Each numbered folder follows the same internal layout:
src/
├── _00/
│ ├── input/ # data consumed by this stage (may include outputs from earlier stages)
│ ├── output/ # data produced by this stage, consumed by later stages
│ └── <script>.py # the stage's code
├── _01/
│ ├── input/
│ ├── output/
│ └── <script>.py
...
└── _40/
├── input/
├── output/
└── <script>.py
Running the folders in order (_00, _01, _02, ..., _40) reproduces the full analysis pipeline, from raw repository metadata extraction to the final figures and tables reported in the paper.
The objectives of this project are to:
- Examine repository metadata to identify patterns in highly starred projects.
- Analyze the lifecycle of large files, including their creation, modifications, and role within the project.
- Evaluate contributor dynamics, focusing on how key maintainers influence project development.
- Identify trends in codebase size and complexity over time.
- Python 3.10+
- A Unix-like environment: Linux, macOS, or WSL on Windows (scripts rely on Unix shell utilities and are not tested on native Windows)
- Git (used by PyDriller to clone and traverse repository histories)
- CLoC installed and available on
PATH - Internet access, since the pipeline clones the 450 target repositories (30 projects × 15 languages) and retrieves metadata from the GitHub API
- Disk space: at least 1 TB free is recommended. The pipeline clones the full commit history of 450 repositories, several of which are large (some individual repositories can exceed several GB), and intermediate
output/folders across the 41 stages also consume disk space. - RAM: at least 8 GB recommended; some stages that process full commit histories with PyDriller/Pandas may benefit from 16 GB on larger repositories.
- CPU: a multi-core machine is recommended to keep repository mining and CLoC analysis within a reasonable time; no GPU is required.
- Runtime: cloning and mining 450 repositories' full history is time-consuming; running the complete pipeline end-to-end can take from several hours to more than a month depending on network speed and hardware.
A requirements.txt is provided at the repository root. Install it as described in Installation.
-
Clone the repository:
git clone <repository_url> cd Giants-or-Windmills
-
Create and activate a Python virtual environment:
python3 -m venv venv source venv/bin/activate -
Install Python dependencies:
pip install -r requiriments.txt
-
Install CLoC (Count Lines of Code) if not already installed. Follow the instructions on the CLoC GitHub page.
-
Run each stage in
src/in numerical order. For example, to run the first three stages:cd src/_00 && python3 *.py cd ../_01 && python3 *.py cd ../_02 && python3 *.py
(Replace
*.pywith the actual script filename inside each folder.)
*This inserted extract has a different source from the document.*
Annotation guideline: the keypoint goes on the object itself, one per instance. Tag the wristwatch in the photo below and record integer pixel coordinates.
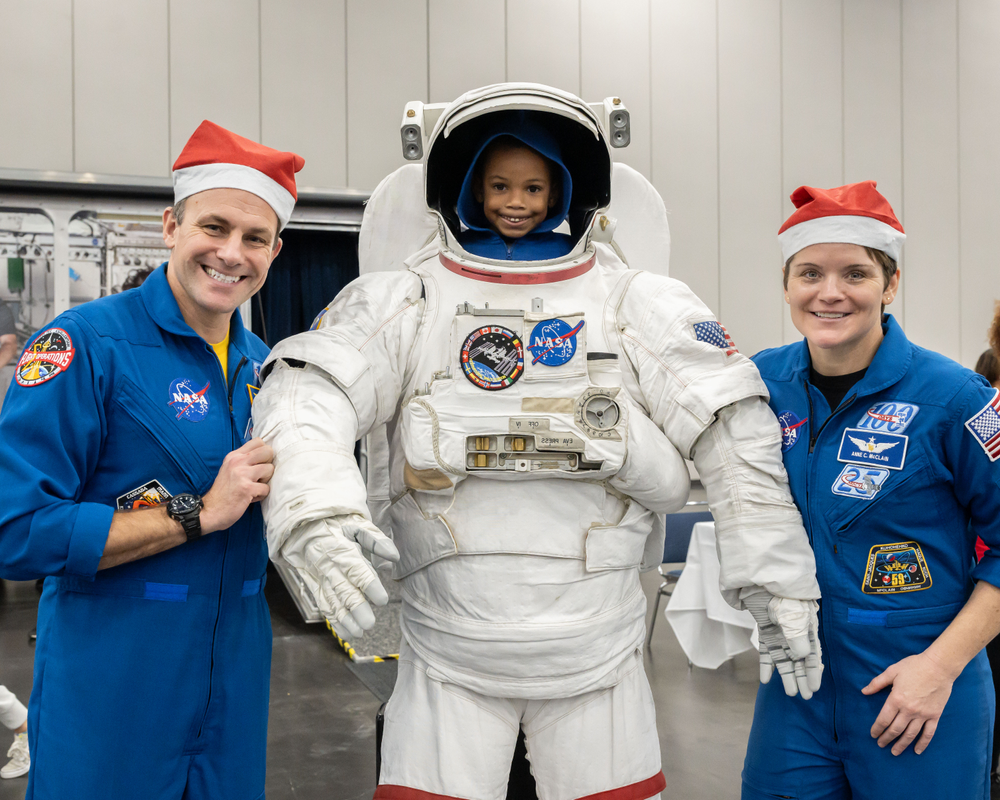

To confirm the environment is correctly set up without running the full 41-stage pipeline, run only stage 0:
cd src/_00
python3 *.pyA successful run will populate src/_00/output/ with the initial repository metadata files (e.g., a CSV listing the 450 target repositories and their metadata) and will finish without raising an exception. If src/_00/output/ is populated and no errors were printed to the console, the installation is working correctly. Subsequent stages can then be run in order, each reading from the output/ folders of the appropriate earlier stage(s) and writing to its own output/.
This artifact operates on data mined from public GitHub repositories (source code, commit history, and repository metadata such as stars and contributor counts). No private or sensitive data is collected. All repositories analyzed are publicly available open-source projects, and only metadata that is already public is used.
Because the pipeline clones and stores full commit histories for 450 repositories, users should ensure sufficient free disk space (see Requirements) before running the full pipeline. Cloned repositories and intermediate outputs are not included in this artifact due to their size; the pipeline regenerates them locally when executed.
This analysis leverages a suite of powerful tools and libraries to extract, process, and visualize data:
- PyDriller: For extracting repository metadata and commit history.
- CLoC: For detailed analysis of code structure, including size and complexity.
- Pandas: For robust data manipulation and statistical analysis.
- NumPy: For numerical computations and efficient array handling.
- Matplotlib: For generating insightful visualizations.